Throughout my first 1.5 years of residency I have been on pretty steady decline. The bowel symptoms are about the same, perhaps a little worse. The pain is getting pretty unbearable. I had a ganglion impar block, the relief wasn't very long lasting. I now cannot sit anywhere without a gel cushion with the middle cut out (I use the purple seat cushion, which has been pretty helpful.) This includes flat surfaces that I was previously able to sit on while leaning forward. If I dare sit on any sort of cushion I will have discomfort for a couple of days, which usually manifests by the rectal obstruction and pelvis malalignment. I have become overly sensitive to any light touch of my butt area. I find myself constantly looking around me to ensure no-one brushes against it. I can't wear most of my clothes, partly because I've gained some weight with not being able to regularly exercise (and residency), and partly because any tight fit closing makes my tailbone feels as if it is being crushed further inside me. Hiking was something I could count on doing without much pain, in fact it usually helped it. Now I am finding walking downhill very uncomfortable. I went paddle-boarding while on vacation and every small wave that hit the board caused severe discomfort. Where I was in med school, when I could sit at a restaurant or at a game, doesn't seem so bad now.

I'm not really sure what is causing my symptoms to seemingly spiral out of control; if it a result of the fall I had, introducing cycling back into my life, the stress of residency wearing down on me, or just chronic inflammation finally starting to cause some degeneration. It has now caused me depression and anxiety, weight gain (I've even had mild hypertension on my last few checks,) relationship problems. I decline most offers from friends about fun things to try, like skiing, rafting, mountain biking (of course.) Just about everyone knows about my tailbone as I carry around my seat like a briefcase through the hospital. Everyone is supportive, with my girlfriend Claudia being the most so. She schedules my appointments for me (since I often don't do them myself as I think they are pointless.) She introduced me to and made lists of specialists I could reach out too. I am constantly irritable and she still tries to help me.

Yesterday I had a phone appointment with a neurosurgeon Dr. Schrot in Sacramento (see Doctors and specialists in the USA, California)(No one in NM does coccygectomies I guess.) He and some of the testimonials on gave me some hope that I could get some relief from this. I am nervous to have surgery, all of the doctors I've seen for this (none experts,) have told me surgery is not a viable option due to the lack of efficacy and high complication rate.
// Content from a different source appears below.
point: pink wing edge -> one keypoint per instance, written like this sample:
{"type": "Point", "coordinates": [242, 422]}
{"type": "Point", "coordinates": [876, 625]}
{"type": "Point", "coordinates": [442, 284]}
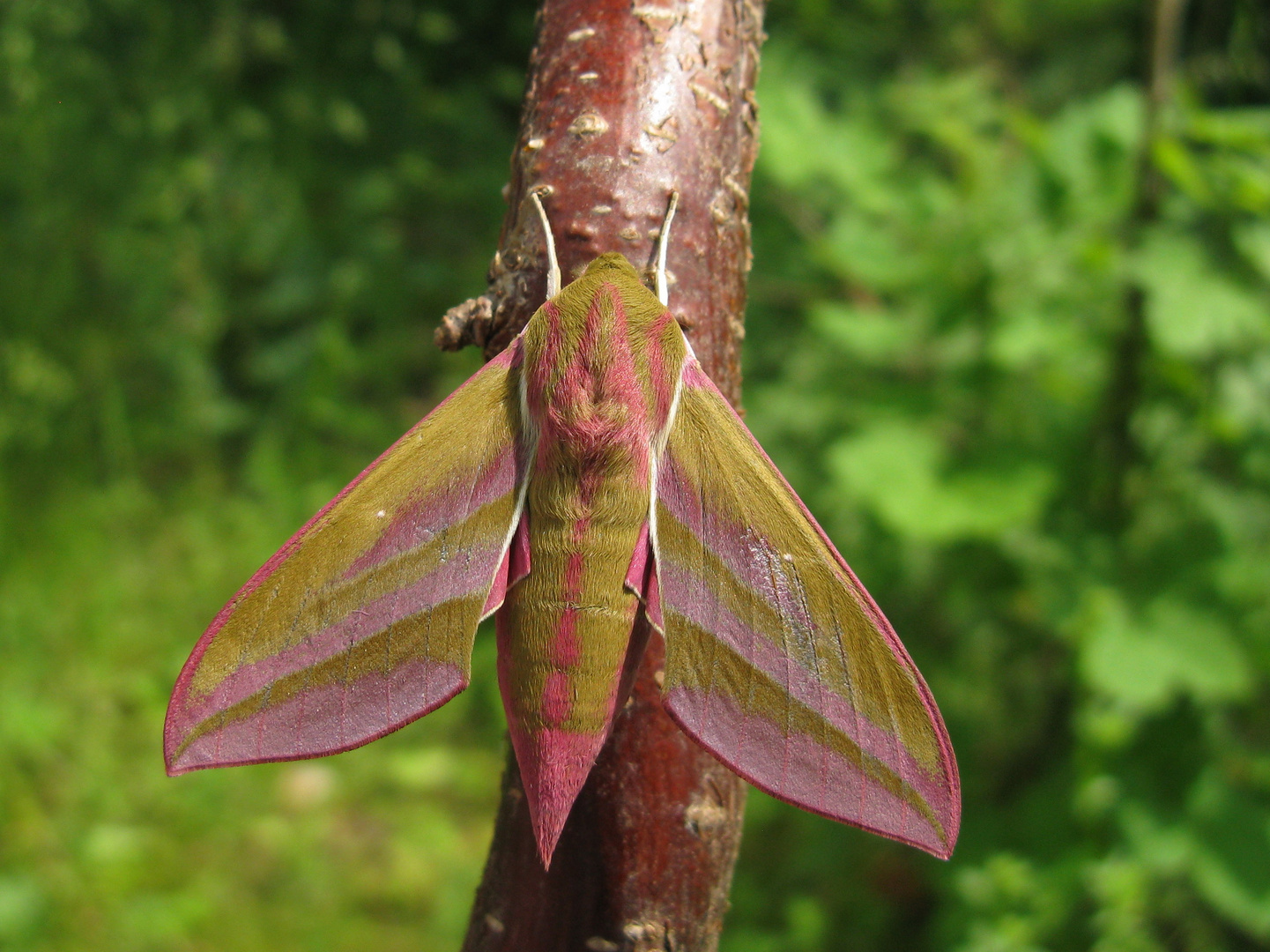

I am nervous about the chance of infection (10-30%) which would probably require an additional wash-out operation, and prolong healing. I'm nervous about it not working and having nothing else to turn to. I am writing this from night-call shift at the hospital, trying to decide what to do. It is hard to fully comprehend how much this has affected my life, as this has been my new normal for 4 years. I think the clear choice after putting all of this together is to go forward with it. Thanks for everyone who has read this, and I hope to give good news after my operation.